The Case for Cyber Capacity Building

The UK's National Cyber Security Strategy aims to increase the scale and impact of these efforts by building resilience globally and assisting those countries that lack the infrastructure and expertise to protect their cyberspace, while also working to ensure cyberspace supports innovation, economic growth and social benefits.
|

All countries who can, should, and increasingly do, work to increase national defences against cyber threats; but often in cyberspace we are only as secure as the weakest link. Despite widespread agreement on the importance of cyber capacity building-capacity building has already proven effective in reducing other global threats such as counter-narcotics and counter terrorism-current efforts are inadequate to meet demand. For that reason, it is also in our interests to raise cyber security levels globally by ensuring other countries have the national programmes, policies, skills and technology to tackle these same threats and cooperate internationally.

The UK's National Cyber Security Strategy aims to increase the scale and impact of these efforts by building resilience globally and assisting those countries that lack the infrastructure and expertise to protect their cyberspace, while also working to ensure cyberspace supports innovation, economic growth and social benefits.

This year the UK, using its Presidency of the G8, emphasised the need for this kind of capacity building and in the final communiqué text Ministers committed to promoting and advancing international initiatives. The Foreign Secretary and the Minister for the Cabinet Office also recently announced the establishment of a UK Global Cyber Security Capacity Building Centre that we hope will become a leading global resource for understanding how to deliver effective cyber security and stimulate increased support from other nations and private sector partners.

The Centre, led by specialist researchers and an outreach team, will work with industry, international organisations and other countries to set out the scope of required skills and capabilities globally. This research will prioritise regions, countries and organisations to receive capacity-building resources, and address how and from where those who require it can best gain support and expertise.

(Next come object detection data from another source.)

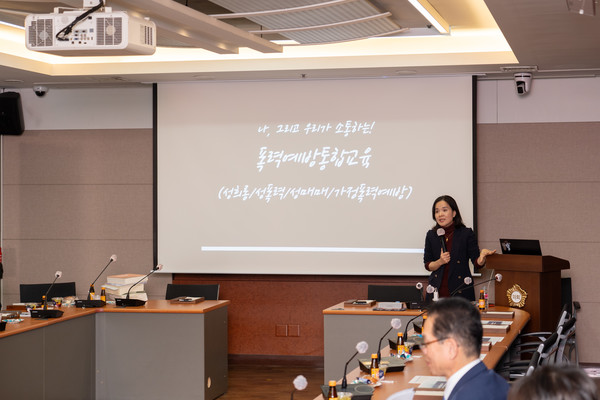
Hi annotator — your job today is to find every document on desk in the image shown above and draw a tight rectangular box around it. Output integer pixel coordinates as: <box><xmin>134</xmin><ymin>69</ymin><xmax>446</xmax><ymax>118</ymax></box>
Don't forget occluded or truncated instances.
<box><xmin>386</xmin><ymin>388</ymin><xmax>415</xmax><ymax>400</ymax></box>
<box><xmin>409</xmin><ymin>375</ymin><xmax>446</xmax><ymax>389</ymax></box>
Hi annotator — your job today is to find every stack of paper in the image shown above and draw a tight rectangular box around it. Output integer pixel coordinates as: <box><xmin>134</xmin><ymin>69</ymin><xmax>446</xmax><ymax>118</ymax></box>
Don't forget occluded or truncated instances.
<box><xmin>102</xmin><ymin>274</ymin><xmax>148</xmax><ymax>300</ymax></box>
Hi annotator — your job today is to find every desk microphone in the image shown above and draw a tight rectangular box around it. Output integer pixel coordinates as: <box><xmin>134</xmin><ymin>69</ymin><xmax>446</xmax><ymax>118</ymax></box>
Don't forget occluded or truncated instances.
<box><xmin>75</xmin><ymin>254</ymin><xmax>117</xmax><ymax>308</ymax></box>
<box><xmin>408</xmin><ymin>282</ymin><xmax>425</xmax><ymax>309</ymax></box>
<box><xmin>290</xmin><ymin>375</ymin><xmax>308</xmax><ymax>400</ymax></box>
<box><xmin>342</xmin><ymin>341</ymin><xmax>369</xmax><ymax>389</ymax></box>
<box><xmin>115</xmin><ymin>264</ymin><xmax>162</xmax><ymax>307</ymax></box>
<box><xmin>450</xmin><ymin>274</ymin><xmax>502</xmax><ymax>297</ymax></box>
<box><xmin>88</xmin><ymin>254</ymin><xmax>117</xmax><ymax>300</ymax></box>
<box><xmin>31</xmin><ymin>271</ymin><xmax>64</xmax><ymax>318</ymax></box>
<box><xmin>425</xmin><ymin>285</ymin><xmax>439</xmax><ymax>301</ymax></box>
<box><xmin>437</xmin><ymin>228</ymin><xmax>446</xmax><ymax>253</ymax></box>
<box><xmin>377</xmin><ymin>318</ymin><xmax>402</xmax><ymax>362</ymax></box>
<box><xmin>450</xmin><ymin>276</ymin><xmax>473</xmax><ymax>297</ymax></box>
<box><xmin>404</xmin><ymin>310</ymin><xmax>427</xmax><ymax>340</ymax></box>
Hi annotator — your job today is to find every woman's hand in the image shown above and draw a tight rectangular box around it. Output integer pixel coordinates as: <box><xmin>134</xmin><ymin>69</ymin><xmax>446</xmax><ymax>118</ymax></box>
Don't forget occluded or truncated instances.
<box><xmin>429</xmin><ymin>250</ymin><xmax>450</xmax><ymax>271</ymax></box>
<box><xmin>477</xmin><ymin>249</ymin><xmax>496</xmax><ymax>267</ymax></box>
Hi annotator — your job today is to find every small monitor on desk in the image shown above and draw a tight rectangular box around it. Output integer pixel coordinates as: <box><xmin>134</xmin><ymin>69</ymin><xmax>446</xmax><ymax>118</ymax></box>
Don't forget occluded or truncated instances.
<box><xmin>500</xmin><ymin>239</ymin><xmax>542</xmax><ymax>256</ymax></box>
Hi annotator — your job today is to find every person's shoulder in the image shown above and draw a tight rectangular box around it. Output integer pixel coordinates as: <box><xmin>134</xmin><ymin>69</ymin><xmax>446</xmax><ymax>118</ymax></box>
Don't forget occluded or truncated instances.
<box><xmin>450</xmin><ymin>364</ymin><xmax>510</xmax><ymax>400</ymax></box>
<box><xmin>454</xmin><ymin>225</ymin><xmax>473</xmax><ymax>233</ymax></box>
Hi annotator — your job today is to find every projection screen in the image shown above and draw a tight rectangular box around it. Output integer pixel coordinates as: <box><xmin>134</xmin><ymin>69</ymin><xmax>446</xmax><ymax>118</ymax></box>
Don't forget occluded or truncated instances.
<box><xmin>155</xmin><ymin>76</ymin><xmax>474</xmax><ymax>275</ymax></box>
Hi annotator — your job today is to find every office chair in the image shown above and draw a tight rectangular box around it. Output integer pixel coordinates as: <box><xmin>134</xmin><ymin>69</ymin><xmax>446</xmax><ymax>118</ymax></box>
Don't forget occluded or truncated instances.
<box><xmin>19</xmin><ymin>282</ymin><xmax>77</xmax><ymax>303</ymax></box>
<box><xmin>367</xmin><ymin>285</ymin><xmax>423</xmax><ymax>304</ymax></box>
<box><xmin>498</xmin><ymin>326</ymin><xmax>562</xmax><ymax>380</ymax></box>
<box><xmin>556</xmin><ymin>317</ymin><xmax>579</xmax><ymax>365</ymax></box>
<box><xmin>165</xmin><ymin>283</ymin><xmax>219</xmax><ymax>300</ymax></box>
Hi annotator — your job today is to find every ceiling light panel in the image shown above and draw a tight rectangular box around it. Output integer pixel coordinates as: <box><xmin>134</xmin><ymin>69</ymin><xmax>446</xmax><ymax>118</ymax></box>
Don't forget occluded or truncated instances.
<box><xmin>211</xmin><ymin>0</ymin><xmax>401</xmax><ymax>44</ymax></box>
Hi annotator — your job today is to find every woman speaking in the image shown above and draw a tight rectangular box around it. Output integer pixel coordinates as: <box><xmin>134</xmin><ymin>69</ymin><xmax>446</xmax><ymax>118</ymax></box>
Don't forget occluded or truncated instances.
<box><xmin>423</xmin><ymin>195</ymin><xmax>496</xmax><ymax>301</ymax></box>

The Centre is only part of a wider £2m (US $3m) UK fund which is already helping to build capacity with international organisations including Interpol, UNODC and the Commonwealth. We recognise that this funding alone cannot address the global need but we hope these efforts will inspire others.

Ultimately, also, money is not the only thing required for success. The UK and US governments are looking to learn from the experience of private sector partners, and to this end the U.S. State Department will sponsor a workshop on September 13th in Washington, D.C., focused on the role of industry. The outcomes of the workshop will be reflected in a paper to inform the October 2013 Seoul Cyber Conference.

Nations and other stakeholders should develop mechanisms that allow them to combine their resources and different kinds of expertise to get the best results. Insights from industry, successful approaches and a better understanding of commercial motives will all help identify ways of making the most of private sector expertise and pooling resources to develop effective cyber capacity building and deliver it to the countries that need it most.